Types of rent review:
- Escalation clause – the rent is varied by reference to changes in other rent value or index
- Revaluation – the amount of rent is reassessed
- Stepped increases – set increases at intervals. This is usually for long leases, is simple and certain but is very rigid.
- Indexation – change in line with an index
- Value based increase – linked to increase in value of property
- Market rent – open market value e.g. ‘market that includes all possible lessees each of whom has an equal opportunity of bidding’

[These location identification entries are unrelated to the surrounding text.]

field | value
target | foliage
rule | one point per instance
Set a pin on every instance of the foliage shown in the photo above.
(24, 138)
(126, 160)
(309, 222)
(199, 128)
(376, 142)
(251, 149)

- Upwards only – rent can only increase and will be the higher of rent assessed and rent currently paid. Great for landlords but can cause problems for tenant to assign
Rent review clauses will specify how a rent review is to be carried out and what should be taken into consideration. The landlord will wish to exclude any particularly restrictive covenants or provisions, especially in relation to alienation or user, as these will depress the value of the lease. The tenant will want to have a lease as close as possible to the actual lease, so as to reflect its true value. The tenant will also want to exclude any goodwill in the premises it has generated and any increase in value caused by improvements it has made.
The clauses will also specify the operational provisions of how a review will be carried out: how frequent, who initiates the process, how long will negotiations continue, who will value the rent, how are disputes resolved etc.
Rent review is very important – it is the only provision that ensures a lease retains its commerciality over a long period.
Repair in a lease is an important operational provision, to ensure that both tenant and landlord understand their obligations with respect of the maintenance of the building. Insurance closely follows the repair obligations, as the parties will wish to make sure they are insured for damage they are obliged to repair.
Leases of whole are usually FRI – Full Repair and Insurance. This means the tenant must maintain the whole and insure the whole. Fairly simple. It becomes more difficult when it is a lease of part. It may be easier for the landlord to assume responsibility for some areas and charge this back to the tenant through a service charge e.g. where there are pipes or conduits that run throughout the building. If the tenants were each to repair their little area of the pipes, the landlord would have to grant them all access and would have different standards of repair throughout his buildings.
The repair provisions should identify who has to do the work, on what basis and provide for access rights to do the work. It should also provide a mechanism where one party doesn’t comply with its obligations (both in an emergency and non-emergency situation). This could be withholding rent or service charge on the tenant’s side or a right to do the repairs and bill the tenant on the landlord’s side.
It will be important to specify the standard of repair for the lease. ‘Maintaining’ a building is a lower standard than to ‘keep it in good condition’. It may be that the tenant’s repair obligations will require it to make the building better than it was when it moved in – the tenant will want to avoid this situation. One way of limiting the possibility of repair is to include a schedule of condition to the lease. Not only will this make it clear where the distinction lies, it also means there is evidence against a claim for dilapidations if the lease comes to an end.
As stated above, this is not an exhaustive list – there are a lot of other clauses that will be important in a lease. In terms of the exam, you are likely to be asked to explain (or advise a client) on a particular clause, or what they need to be concerned about in relation to a lease. It is likely that rent review and repair will feature somewhere, as will alienation/user so it would be good to understand these. It may also be an idea to have a read of some leases – there are model leases in precedent banks – to see how these provisions can be drafted and how a lease is set out. This can help you rationalise the different clauses, as it is easy to get overwhelmed if you deal with each clause in isolation.
I will end with the one thing I think all lawyers dealing with leases should remember – read the whole lease! The meaning of each clause can only be determined if you appreciate how it interacts with the rest of the lease and it will be extremely unlikely that, for example, all the provisions relating to user will be included in the clause of that name.